Mark Hamill Wishes Disney Would’ve Listened To George Lucas’ Advice For The New ‘Star Wars’ Trilogy

Star Wars: The Last Jedi is currently entertaining critics ahead of its impending release to the world on Friday. But it would seem Mark Hamill still wonders what might’ve been if George Lucas had stayed with the franchise for his own versions of the new trilogy. Hamill has been down this road plenty in the past and holds Lucas in the highest regard when it comes to Star Wars.

He’s talked about the original plans for Episode VII soon after Return Of The Jedi was released, and apparently had some mild disagreement over Luke’s character arc with Last Jedi director Rian Johnson.

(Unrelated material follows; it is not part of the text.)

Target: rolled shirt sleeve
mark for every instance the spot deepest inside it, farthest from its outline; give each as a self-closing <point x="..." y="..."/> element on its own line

He cleared up any confusion behind that and seems to have delivered the performance of his career in the latest installment, but still wishes Disney had pondered Lucas’ ideas according to Metro:

“What I wish is that they had been more accepting of his guidance and advice. Because he had an outline for ‘7,’ ‘8,’ and ‘9’. And it is vastly different to what they have done…

“But then again, I don’t want to be an old stick in the mud. There were the originals. There’s the prequels. But that’s all George. And now we have the next generation. And as far as I can see they are more popular than ever.”

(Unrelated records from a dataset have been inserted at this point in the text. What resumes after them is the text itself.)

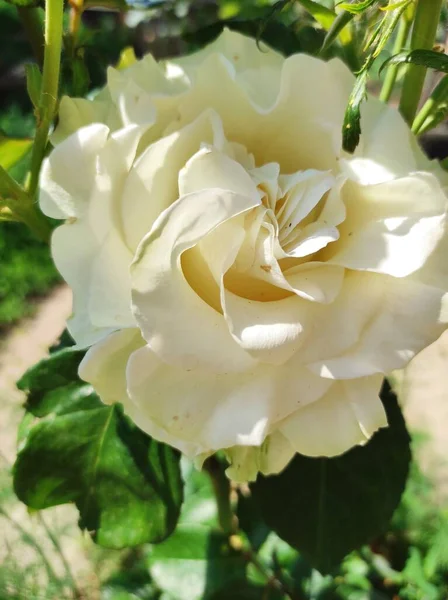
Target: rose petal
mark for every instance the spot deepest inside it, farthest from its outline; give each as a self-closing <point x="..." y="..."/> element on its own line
<point x="348" y="414"/>
<point x="178" y="325"/>
<point x="200" y="408"/>
<point x="270" y="458"/>
<point x="391" y="228"/>
<point x="383" y="324"/>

The details of Lucas’ version of these films is murky at best. According to an interview with Total Film in 2008 (via Inverse), Lucas went on to say there would be no future features in the Star Wars franchise because there was “no story.” That apparently changed once Lucasfilm was sold to Disney and new films were being kicked around, with Lucas reportedly penning an outline that was turned down according to Vanity Fair in 2015:

[Abrams] said Lucas’s treatment had centered on very young characters—teenagers, Lucasfilm told me—which might have struck Disney executives as veering too close for comfort to The Phantom Menace and its 9-year-old Anakin Skywalker and 13-year-old Queen Amidala. “We’ve made some departures” from Lucas’s ideas, Kennedy conceded, but only in “exactly the way you would in any development process.”

Any discussion of what George Lucas would’ve done differently with the current trilogy really shouldn’t happen until all three films are released. These films seem to be introducing the universe to a new audience while paying respects to Lucas in the right places. The Force Awakens itself is nothing but a nod to the very first Star Wars film.

Maybe they’ll be released as a book at some point.